EG: They’re too easily influenced by money, and they’re not listening to the people who voted them into office in the first place. They don’t seem to care about the young voters because they think that the old voters will hold them up, but they forget that the old voters are parents and that their kids are incredibly influential, especially at this point in time, and they’re just… I can’t believe that bill got voted down yesterday. How stupid can you GET!? HOW STUPID!? WE’RE RIGHT HERE! AND WE ARE ALL WATCHING! AND IT GOT VOTED DOWN!!! We’re going to remember their names.
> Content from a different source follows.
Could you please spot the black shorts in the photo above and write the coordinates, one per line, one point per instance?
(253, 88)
I am going to make a cheat sheet so that people can remember what their names are when the midterm elections come around.

WP: With the change in your personal community and the different people within your own community stepping up, how has that support for MSD and your school in the wake of this helped?

EG: Everybody around us has been so incredibly supportive. Everybody who comes up to me says “Thank you. You’re building a better life for our children, all you guys.” There are other people who are like… there was a vigil for our school the day after, and someone in the evening part of the vigil was screaming, “You gotta arm the schools! If you armed the schools, this wouldn’t have happened!” and everybody who was there who had heard him knew that he had not been at the school because if he had, he would never have said something so insensitive, so untrue and so rude. But, you know, there are so many parents who are just so kind and so many students who are saying thank you and asking how they can get involved. You know, I don’t know what is going to happen to Parkland but at least right now, it’s very strong.

WP: What can younger students do to support you and support the movement?

EG: Repeat #NeverAgain and follow @MarchForOurLives, and go to the march and support all of the marches around you. If you can’t go to the march in D.C., go to a march in any other place; they’re going to be all over the world and the country. Start petitioning for things. Always tell the important people in your life that you love them, because they deserve to hear that, and you deserve to have good people around you that would love you too.

WP: What advice would you give to young, inspiring activists, maybe students like yourself, who hope to make change like you have?

Eg: Find a good platform, find good people around you, check on the fact that there’s going to be a lot of people who don’t support you; you need to remember to ignore those people and that if they’re not directly impacted by whatever your topic is, they don’t matter. But you do need to listen to the people who say you’re doing something wrong, you’ve got to check yourself, you’ve got to make sure that you aren’t doing something wrong.

WP: What actions can schools and people take to support the MSD community?

EG: Donate to our GoFundMe that’s been set up. There’s the march one, but there’s also one that has been set up for the victims. The victims have gotten so much money. I’m so happy for them. Social media support is just as impactful as saying to somebody in person “I support you.” Doing anything at this point is.

Stay strong. Always make sure to buy good quality socks because you never know when all of a sudden you have no more socks and you’re down to the really awful pair, and you have to march that day. Always have an extra pair of socks.